The appellant filed its equitable action against W.V. Young and wife seeking the enforcement of a mortgage lien upon their land. It made certain other persons, alleged to be lienholders, parties, and during the progress of the action the executors of S.W. Anderson, deceased, filed their answer and cross-petition also asserting a lien, and alleging that the lien note formerly owned by one of the original defendants had been sold and transferred to S.W. Anderson, their testator. *313

The court entered a judgment directing a sale of the lands, and adjudging that the executors of S.W. Anderson had a first lien, R. Young a second lien, and the plaintiff bank a third lien.

At the master commissioner's sale the executors of Anderson, who were the holders of the first lien, became the purchasers at an amount something like $2,700.00 over and above their debt.
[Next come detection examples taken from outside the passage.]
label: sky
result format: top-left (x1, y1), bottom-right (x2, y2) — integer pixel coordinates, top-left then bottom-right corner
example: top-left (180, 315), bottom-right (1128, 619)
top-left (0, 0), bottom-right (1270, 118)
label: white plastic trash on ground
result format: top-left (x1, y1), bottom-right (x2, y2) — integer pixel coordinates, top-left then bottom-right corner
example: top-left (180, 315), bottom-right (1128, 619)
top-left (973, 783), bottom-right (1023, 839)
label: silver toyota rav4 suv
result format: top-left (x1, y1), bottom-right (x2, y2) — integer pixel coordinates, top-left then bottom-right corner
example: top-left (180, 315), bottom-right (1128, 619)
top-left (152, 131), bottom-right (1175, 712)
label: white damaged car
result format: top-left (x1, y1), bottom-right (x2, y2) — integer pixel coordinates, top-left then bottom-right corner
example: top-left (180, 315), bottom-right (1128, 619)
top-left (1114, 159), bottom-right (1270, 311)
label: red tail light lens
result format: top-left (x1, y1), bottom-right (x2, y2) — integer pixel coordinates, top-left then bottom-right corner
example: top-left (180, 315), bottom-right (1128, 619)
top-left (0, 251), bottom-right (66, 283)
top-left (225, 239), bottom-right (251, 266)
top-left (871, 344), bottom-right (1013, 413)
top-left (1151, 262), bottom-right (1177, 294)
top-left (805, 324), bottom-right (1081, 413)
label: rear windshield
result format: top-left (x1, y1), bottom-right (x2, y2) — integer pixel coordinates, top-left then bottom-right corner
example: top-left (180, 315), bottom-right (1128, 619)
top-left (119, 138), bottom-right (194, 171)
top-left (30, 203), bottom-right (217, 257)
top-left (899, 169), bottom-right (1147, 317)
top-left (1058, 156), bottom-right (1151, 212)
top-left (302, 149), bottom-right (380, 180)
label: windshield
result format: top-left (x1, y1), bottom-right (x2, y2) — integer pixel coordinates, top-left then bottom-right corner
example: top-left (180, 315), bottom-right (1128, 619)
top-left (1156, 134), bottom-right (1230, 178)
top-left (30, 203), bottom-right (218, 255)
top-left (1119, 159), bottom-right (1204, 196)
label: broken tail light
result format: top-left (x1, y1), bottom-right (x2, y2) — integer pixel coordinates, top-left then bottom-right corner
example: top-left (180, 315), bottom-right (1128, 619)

They executed no bond for the amount of their debt, but executed bonds only for the excess, payable chiefly to the two other lienholders.

Upon the filing of the commissioner's report of sale the purchasers filed exceptions to the sale upon the ground that there were certain lien debts against the land they had purchased, designating them, the holders of which had not been made parties to the action, and which liens were a matter of record chiefly, and the purchaser asked the court either to sustain their exceptions, or that the purchaser be allowed a credit for the amount of such liens upon the purchase money bonds so executed. The liens with one exception so referred to in the exceptions were for county and state taxes, past due drainage assessments, and for insurance premiums paid by the purchaser to protect the property from loss by fire or tornado. The court credited each of these liens upon the purchase money bonds, and also credited thereon another item, set up in the exceptions, of $1,547.08 representing the future drainage assessments on the property, no part of which was due at the time of the sale, and which thereafter became due in annual installments throughout a period of six years.

The propriety of the credit last above referred to is the only question presented on this appeal.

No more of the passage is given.